UK researchers have improved upon a pre-existing AI, allowing it to teach itself how to play three difficult board games: chess, shogi, and Go.
Can’t find a worthy opponent to face in your favorite board game? Fret not! Researchers at the DeepMind group and University College, both in the UK, have created an AI system capable of teaching itself (and mastering) three such games. In a new paper, the group describes the AI and why they believe it represents an important step forward for the development of artificial intelligence.
Let’s play a game
“This work has, in effect, closed a multi-decade chapter in AI research,” Murray Campbell, a member of the team that designed IBM’s Deep Blue, writes in a commentary accompanying the study.
“AI researchers need to look to a new generation of games to provide the next set of challenges.”
Nothing puts the huge strides AI has made over the years into perspective quite like having one beat you at a game. Over two decades ago, an AI known as Deep Blue managed such a feat in a chess game against world champion Gary Kasparov in 1997. Since then, the machines have also managed victories in shogi and Go (think of them as Japanese and Chinese versions of chess).
While impressive, such achievements also showcased the shortcomings of these computer opponents. These programs were good at their respective game — but only at playing that one game. In the new paper, researchers showcase an AI that can learn and master multiple games on its own.
Christened AlphaZero, this AI is based closely on the AlphaGo Zero software and uses a similar reinforcement learning system. Much like a human would, it learns through trial and error by repeatedly playing a game and looking at the results of its actions. All we have to do is explain the basic rules of the game, and then the computer starts playing — against itself. Repeated matches let AlphaZero see which moves help bring about a win, and which simply don’t work.
Over time, all this experience lets the AI become quite adept at the game. AlphaZero has shown that given enough time to practice, it can come to defeat both human adversaries and other dedicated board game AIs — which is no small feat. The system also uses a search method known as the Monte Carlo tree search.
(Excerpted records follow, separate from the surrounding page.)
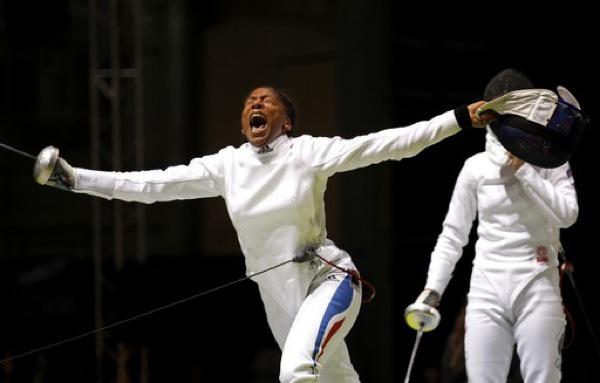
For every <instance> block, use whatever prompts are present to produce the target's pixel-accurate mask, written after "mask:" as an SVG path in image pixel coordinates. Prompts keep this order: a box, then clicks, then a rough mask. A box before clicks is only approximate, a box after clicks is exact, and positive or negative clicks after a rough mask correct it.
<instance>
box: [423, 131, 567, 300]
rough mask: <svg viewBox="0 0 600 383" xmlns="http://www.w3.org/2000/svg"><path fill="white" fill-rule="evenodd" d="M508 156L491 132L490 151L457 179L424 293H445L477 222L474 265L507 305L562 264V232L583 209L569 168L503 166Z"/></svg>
mask: <svg viewBox="0 0 600 383" xmlns="http://www.w3.org/2000/svg"><path fill="white" fill-rule="evenodd" d="M506 159H507V156H506V152H505V150H504V148H503V147H502V146H501V144H500V143H499V142H498V141H497V139H496V137H495V136H494V135H493V133H492V132H491V131H490V130H489V129H488V133H487V136H486V151H485V152H482V153H478V154H476V155H474V156H472V157H470V158H469V159H467V160H466V161H465V164H464V166H463V168H462V170H461V172H460V174H459V176H458V179H457V180H456V185H455V187H454V192H453V194H452V199H451V201H450V206H449V208H448V213H447V215H446V218H445V220H444V223H443V229H442V232H441V234H440V235H439V237H438V240H437V243H436V246H435V249H434V250H433V253H432V254H431V262H430V265H429V272H428V278H427V282H426V285H425V287H426V288H429V289H433V290H435V291H437V292H439V293H440V294H442V293H443V292H444V290H445V289H446V286H447V285H448V282H449V280H450V278H451V276H452V272H453V270H454V267H455V264H456V262H457V261H458V260H459V258H460V257H461V256H462V251H463V247H464V246H465V245H466V244H467V243H468V240H469V233H470V231H471V226H472V223H473V221H474V219H475V217H477V218H478V222H479V224H478V227H477V234H478V240H477V243H476V246H475V252H476V255H475V259H474V261H473V265H474V267H478V268H480V269H481V270H483V271H484V273H486V276H487V277H488V278H489V279H490V281H491V283H492V284H493V285H496V286H497V287H498V290H499V291H500V290H510V291H511V296H509V297H506V298H507V303H508V304H510V301H513V300H514V298H516V295H518V293H519V291H520V287H523V286H524V285H526V284H527V282H528V281H529V280H531V278H533V277H534V276H535V275H537V273H539V272H541V271H543V270H546V269H547V268H549V267H553V266H557V265H558V246H559V230H560V228H565V227H568V226H570V225H572V224H573V223H574V222H575V220H576V219H577V214H578V211H579V208H578V204H577V195H576V192H575V186H574V180H573V177H572V174H571V170H570V167H569V165H568V163H567V164H565V165H562V166H560V167H557V168H554V169H544V168H539V167H535V166H532V165H529V164H527V163H525V164H523V165H522V166H521V167H520V168H519V169H518V170H517V171H516V172H515V171H513V170H511V169H510V168H509V167H507V166H505V165H504V164H505V163H506ZM507 285H512V286H510V289H509V288H508V287H507Z"/></svg>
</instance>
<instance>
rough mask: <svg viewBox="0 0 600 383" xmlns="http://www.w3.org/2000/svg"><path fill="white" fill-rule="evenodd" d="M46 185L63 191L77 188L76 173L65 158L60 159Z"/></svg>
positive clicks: (48, 178)
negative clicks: (75, 172) (64, 190)
mask: <svg viewBox="0 0 600 383" xmlns="http://www.w3.org/2000/svg"><path fill="white" fill-rule="evenodd" d="M46 185H49V186H53V187H55V188H58V189H62V190H73V188H74V187H75V172H74V171H73V168H72V167H71V165H69V163H68V162H67V161H65V159H64V158H61V157H58V159H57V160H56V165H55V166H54V170H53V171H52V174H51V175H50V178H48V182H46Z"/></svg>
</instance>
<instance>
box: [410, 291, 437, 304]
mask: <svg viewBox="0 0 600 383" xmlns="http://www.w3.org/2000/svg"><path fill="white" fill-rule="evenodd" d="M441 298H442V297H441V296H440V294H439V293H438V292H437V291H435V290H431V289H424V290H423V292H421V294H419V296H418V297H417V299H416V300H415V303H425V304H426V305H429V306H431V307H437V306H439V304H440V300H441Z"/></svg>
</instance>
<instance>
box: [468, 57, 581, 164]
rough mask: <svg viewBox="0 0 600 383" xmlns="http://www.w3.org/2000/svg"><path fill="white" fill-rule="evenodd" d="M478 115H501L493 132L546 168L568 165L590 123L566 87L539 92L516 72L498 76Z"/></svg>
mask: <svg viewBox="0 0 600 383" xmlns="http://www.w3.org/2000/svg"><path fill="white" fill-rule="evenodd" d="M484 100H485V101H487V102H486V103H485V104H484V105H483V106H481V108H479V110H478V111H477V113H478V114H481V113H483V112H485V111H489V110H492V111H494V112H496V113H497V114H498V118H497V120H496V121H493V122H492V123H490V128H491V129H492V131H493V132H494V133H495V134H496V136H497V137H498V141H500V143H501V144H502V146H504V148H505V149H506V150H508V151H509V152H511V153H513V154H514V155H515V156H517V157H519V158H521V159H522V160H524V161H526V162H528V163H530V164H532V165H536V166H540V167H544V168H554V167H557V166H560V165H562V164H564V163H565V162H567V161H568V160H569V158H570V157H571V155H572V154H573V151H574V150H575V146H576V144H577V141H578V140H579V137H580V136H581V133H583V130H584V129H585V125H586V124H587V122H588V119H587V118H586V117H585V116H584V115H583V113H582V112H581V107H580V106H579V103H578V102H577V100H576V99H575V97H574V96H573V95H572V94H571V93H570V92H569V91H568V90H567V89H566V88H564V87H562V86H559V87H558V88H557V91H556V92H553V91H551V90H547V89H535V88H534V87H533V84H532V83H531V81H530V80H529V79H528V78H527V77H525V75H523V74H522V73H520V72H517V71H516V70H514V69H506V70H504V71H502V72H500V73H498V74H497V75H496V76H494V78H492V80H491V81H490V82H489V83H488V85H487V87H486V89H485V93H484Z"/></svg>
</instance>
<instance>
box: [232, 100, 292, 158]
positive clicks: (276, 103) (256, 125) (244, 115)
mask: <svg viewBox="0 0 600 383" xmlns="http://www.w3.org/2000/svg"><path fill="white" fill-rule="evenodd" d="M290 129H291V124H290V122H289V118H288V116H287V114H286V112H285V109H284V107H283V105H282V104H281V102H280V101H279V99H278V98H277V95H276V94H275V92H274V91H273V90H272V89H271V88H257V89H255V90H253V91H252V92H251V93H250V95H249V96H248V98H247V99H246V102H245V104H244V109H243V111H242V134H243V135H244V136H245V137H246V139H247V140H248V142H250V144H252V145H254V146H260V147H262V146H264V145H267V144H269V143H271V142H272V141H273V140H275V139H276V138H277V137H279V136H281V135H282V134H287V132H288V131H289V130H290Z"/></svg>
Combining the two technologies allows the system to teach itself how to get better at playing a game.
It certainly did help that the team ran the AI on a very beefy platform — the rig employed 5000 tensor processing units, which is on a par with the capabilities of large supercomputers.
Still, AlphaZero can handle any game that provides all the information that’s relevant to decision-making. The new generation of games to which Campbell alluded earlier do not fit into this category. In games such as poker, for example, players can hold their cards close to their chests (and thus obfuscate relevant information). Other examples include many multiplayer games, such as StarCraft II or Dota. However, it likely won’t be long until AlphaZero can tackle such games as well.
“Those multiplayer games are harder than Go, but not that much higher,” Campbell tells IEEE Spectrum. “A group has already beaten the best players at Dota 2, though it was a restricted version of the game; Starcraft may be a little harder. I think both games are within 2 to 3 years of solution.”
The paper “Mastering board games” has been published in the journal Science.